Dive Brief:
- Barry Callebaut AG, the global leader in bulk chocolate, has devised a type of chocolate that won't melt as fast as traditional chocolate while withstanding temperatures 4 degrees higher than most of its chocolate counterparts. Other companies, including Nestle SA, Hershey Co., and Mondelez International Inc., have been working on similar products as well.
- The main benefit for chocolate that doesn't melt as fast is the product's ability to withstand the higher temperatures of some hotter regions, where the candy industry could uncover billions in potential profits.
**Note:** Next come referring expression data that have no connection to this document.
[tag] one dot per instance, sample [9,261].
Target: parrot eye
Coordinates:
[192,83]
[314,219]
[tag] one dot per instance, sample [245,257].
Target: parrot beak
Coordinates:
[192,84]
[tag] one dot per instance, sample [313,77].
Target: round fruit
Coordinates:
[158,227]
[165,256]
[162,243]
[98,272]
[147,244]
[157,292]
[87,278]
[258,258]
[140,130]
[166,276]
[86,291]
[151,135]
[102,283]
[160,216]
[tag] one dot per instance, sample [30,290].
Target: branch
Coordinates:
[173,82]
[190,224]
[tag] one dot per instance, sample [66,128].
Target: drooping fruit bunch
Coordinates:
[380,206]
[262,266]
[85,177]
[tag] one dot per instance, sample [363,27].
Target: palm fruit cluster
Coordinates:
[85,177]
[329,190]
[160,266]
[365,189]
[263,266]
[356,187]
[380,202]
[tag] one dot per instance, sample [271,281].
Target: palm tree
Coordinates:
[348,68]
- The development has taken decades, and since 1970, more than 90 patents for more durable chocolate were filed. One of chocolate manufacturers' main issues has been to not just create chocolate that melts more slowly, but rather create durable chocolate that also still tastes and feels like it. Another issue was the quick thickening of this type of chocolate, which prevented it from being pumped through the factory pipelines and molded into its designated shape.
Dive Insight:
Innovation has long been a strategy to entice customers to buy more of a particular product or brand, whether that be for a long established company or a new company trying to break into the market with a fresh food or beverage idea. Earlier this month, Hormel Foods Corp. announced the launch of three new product lines and a subsequent goal to generate $3 billion in new product sales between 2000 and 2016.
Losing the classic chocolate flavors and textures consumers love in their candy could be a huge detriment to food companies' ability to actually sell this type of chocolate on the market, so those were potentially major problems Barry Callebaut and others have contended with over the years.